86      S’agissant du premier motif avancé à titre de justification par le gouvernement autrichien, il y a lieu de rappeler que, selon une jurisprudence constante de la Cour, le fait de récompenser l’expérience acquise dans le domaine concerné, qui met le travailleur en mesure de mieux s’acquitter des tâches qui lui sont confiées, constitue un but légitime de politique salariale (arrêt du 14 mars 2018, Stollwitzer, C‑482/16, EU:C:2018:180, point 39).

87      Or, une telle expérience doit être prise en compte pour le classement et le calcul de la rémunération d’un agent contractuel dans son intégralité.

88      Ainsi, une mesure nationale, telle que celle en cause au principal, qui prend en compte de manière limitée l’expérience pertinente ne saurait être considérée comme visant à valoriser entièrement cette expérience et, par conséquent, n’est pas apte à garantir la réalisation de cet objectif.

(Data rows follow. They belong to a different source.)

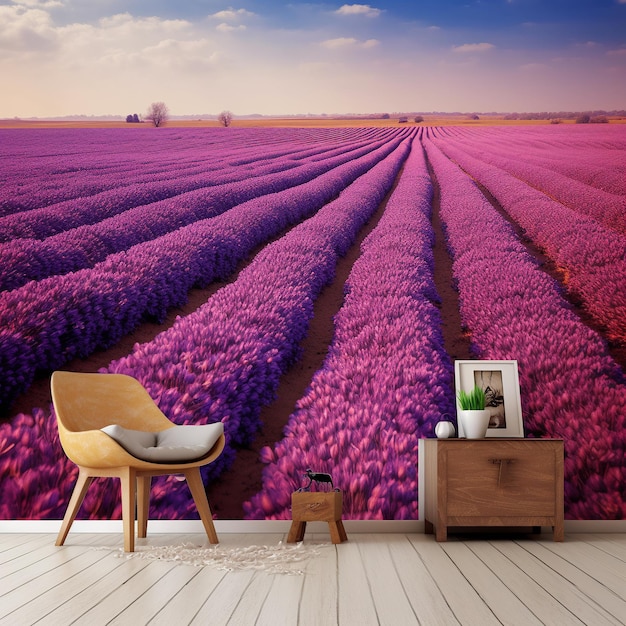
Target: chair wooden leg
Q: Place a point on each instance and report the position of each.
(128, 479)
(78, 495)
(143, 505)
(196, 486)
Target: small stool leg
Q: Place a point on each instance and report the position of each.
(337, 532)
(296, 532)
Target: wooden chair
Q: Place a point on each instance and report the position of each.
(85, 403)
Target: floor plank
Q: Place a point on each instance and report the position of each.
(465, 603)
(370, 579)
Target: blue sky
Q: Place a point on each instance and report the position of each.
(96, 57)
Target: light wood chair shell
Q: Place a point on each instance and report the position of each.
(85, 403)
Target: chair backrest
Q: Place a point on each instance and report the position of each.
(92, 401)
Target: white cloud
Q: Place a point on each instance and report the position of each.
(358, 9)
(339, 42)
(26, 30)
(39, 4)
(228, 28)
(348, 42)
(232, 15)
(473, 47)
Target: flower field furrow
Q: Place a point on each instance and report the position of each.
(222, 362)
(585, 157)
(47, 323)
(593, 258)
(570, 387)
(56, 218)
(606, 208)
(386, 380)
(23, 260)
(84, 170)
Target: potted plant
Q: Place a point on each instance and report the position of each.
(473, 418)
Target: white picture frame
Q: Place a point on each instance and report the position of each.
(500, 380)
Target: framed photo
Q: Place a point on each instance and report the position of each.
(500, 382)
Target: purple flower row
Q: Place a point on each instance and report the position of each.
(592, 257)
(570, 387)
(386, 381)
(40, 167)
(45, 324)
(22, 260)
(593, 155)
(223, 362)
(39, 223)
(604, 207)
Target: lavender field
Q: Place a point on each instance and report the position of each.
(105, 230)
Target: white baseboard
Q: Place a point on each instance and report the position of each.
(270, 526)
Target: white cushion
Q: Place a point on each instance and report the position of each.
(178, 444)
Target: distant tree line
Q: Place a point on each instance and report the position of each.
(590, 116)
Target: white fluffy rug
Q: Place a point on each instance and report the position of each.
(278, 559)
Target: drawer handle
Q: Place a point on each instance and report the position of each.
(500, 463)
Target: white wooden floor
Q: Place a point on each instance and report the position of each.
(395, 579)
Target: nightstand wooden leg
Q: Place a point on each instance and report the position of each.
(442, 533)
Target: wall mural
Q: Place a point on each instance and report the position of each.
(285, 282)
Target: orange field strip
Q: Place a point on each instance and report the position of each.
(289, 122)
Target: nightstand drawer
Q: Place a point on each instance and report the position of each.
(501, 479)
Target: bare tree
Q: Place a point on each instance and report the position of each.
(158, 114)
(225, 118)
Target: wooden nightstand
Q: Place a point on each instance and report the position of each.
(493, 482)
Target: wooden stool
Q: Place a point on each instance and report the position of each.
(316, 506)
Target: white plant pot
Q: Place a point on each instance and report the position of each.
(444, 429)
(473, 424)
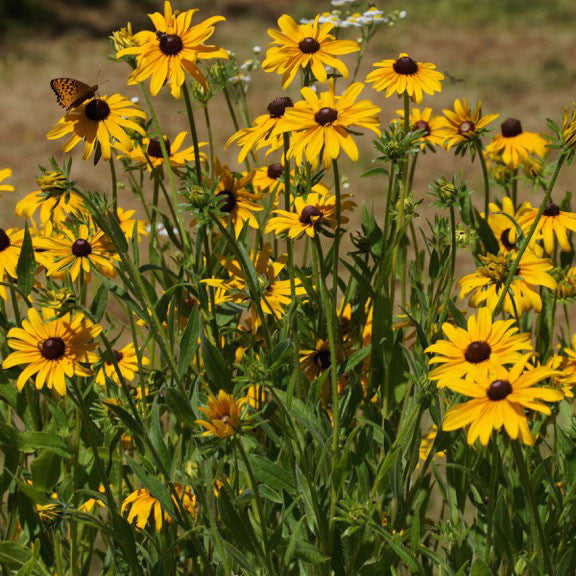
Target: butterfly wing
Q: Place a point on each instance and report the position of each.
(71, 93)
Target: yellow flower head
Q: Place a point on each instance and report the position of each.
(5, 173)
(405, 75)
(321, 124)
(484, 345)
(314, 209)
(461, 125)
(53, 348)
(173, 49)
(499, 399)
(513, 145)
(98, 121)
(224, 415)
(304, 46)
(487, 282)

89      En ce qui concerne le second motif avancé à titre de justification par le gouvernement autrichien, il convient de relever que, à supposer même que la réglementation en cause au principal poursuive effectivement l’objectif de fidélisation des travailleurs envers leurs employeurs, si un tel objectif peut constituer une raison impérieuse d’intérêt général (arrêt du 5 décembre 2013, Zentralbetriebsrat der gemeinnützigen Salzburger Landeskliniken, C‑514/12, EU:C:2013:799, point 38), il convient de constater que, eu égard aux caractéristiques de ladite réglementation, l’entrave qu’elle comporte n’apparaît pas apte à garantir la réalisation de cet objectif.

90      En effet, il y a lieu de considérer que, compte tenu de la multiplicité d’employeurs visés par l’article 26, paragraphe 2, de la loi portant statut des agents contractuels modifiée, le nouveau régime de rémunération et d’avancement est destiné à permettre une mobilité maximale au sein d’un groupe d’employeurs juridiquement distincts et non pas à récompenser la fidélité d’un salarié envers un employeur déterminé (voir, par analogie, arrêt du 30 novembre 2000, Österreichischer Gewerkschaftsbund, C‑195/98, EU:C:2000:655, point 49).

91      Dans ces conditions, il y a lieu de considérer que cette limitation temporelle n’est pas justifiée par des raisons impérieuses d’intérêt général telles que celles rappelées aux points 86 et 89 du présent arrêt.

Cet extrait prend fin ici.